Su lealtad era horrorosa. La mano de ella permanecía aún en la de él, en contacto con su fuerza y su seguridad. Los ojos del hombre brillaban con un orgullo posesivo. La muchacha se puso de pie y salió de la habitación, llevándose su bolso de mano.

Una cama doble, la estufa eléctrica encendida, ambas resistencias, sin reparar en gastos. Un estante con los best-sellers de Nowheresville: Yo estoy bien, tú estás bien, la alegría del sexo. La cama, abierta por los dos lados.
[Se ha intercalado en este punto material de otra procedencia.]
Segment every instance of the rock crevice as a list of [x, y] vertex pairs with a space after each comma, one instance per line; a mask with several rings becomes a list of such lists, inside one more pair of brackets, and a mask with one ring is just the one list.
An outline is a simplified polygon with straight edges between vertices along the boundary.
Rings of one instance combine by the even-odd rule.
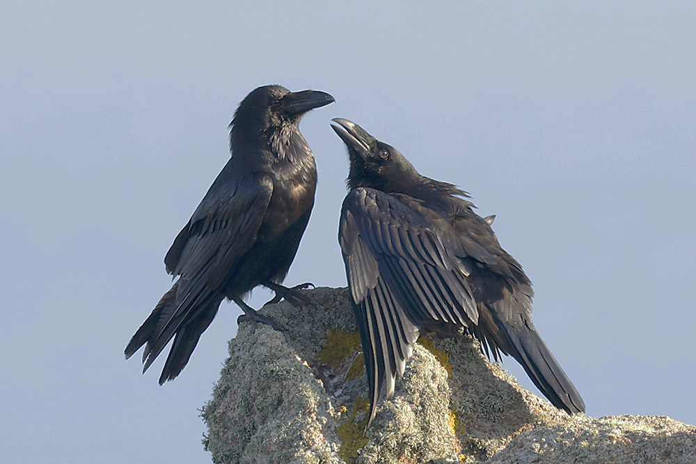
[[316, 308], [262, 312], [285, 332], [242, 323], [230, 341], [204, 446], [215, 463], [696, 462], [696, 427], [667, 417], [570, 417], [524, 389], [478, 343], [425, 334], [395, 398], [363, 435], [365, 362], [345, 288]]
Más allá, el cuarto de baño, revestido con madera de pino, con sauna incluida. Extrajo su transmisor y lo miró, y era su viejo transmisor, hasta en el último rasguño: sólo que un poco más pesado, un poco más fuerte en la mano. «Espera hasta que él duerma. Hasta que yo duerma.» Se consideró a sí misma. La primera imagen del artista no había estado tan mal, después de todo. Una tierra para nadie, para alguien sin tierra. Primero se restregó las manos y las uñas; luego, llevada por un impulso, se desnudó y se dio una larga ducha, aun cuando sólo fuera para mantenerse, durante unos momentos más, al margen del calor de la confianza de él. Se lavó con loción para el cuerpo, evitando el espejo del botiquín que había encima del lavabo. Le interesaban sus propios ojos; le recordaban los de la muchacha francesa de la escuela en que se había entrenado: aparecía en ellos el mismo furioso vacío de una mente que había aprendido a renunciar a los peligros de la compasión. Regresó y encontró al hombre poniendo comida en la mesa. Exactamente el mismo autodesprecio. Fiambres, queso, una botella de vino. Velas ya encendidas. El apartó una silla para ella, en el mejor estilo europeo. Ella se sentó; él se sentó frente a ella y empezó a comer de inmediato, con la natural concentración con que lo hacía todo. Había matado y ahora estaba comiendo: ¿qué podía haber de más correcto? «Mi comida más demencial -pensó ella-. La peor y la más demencial. Si se acerca un violinista a nuestra mesa, le pediré que toque Moon River.»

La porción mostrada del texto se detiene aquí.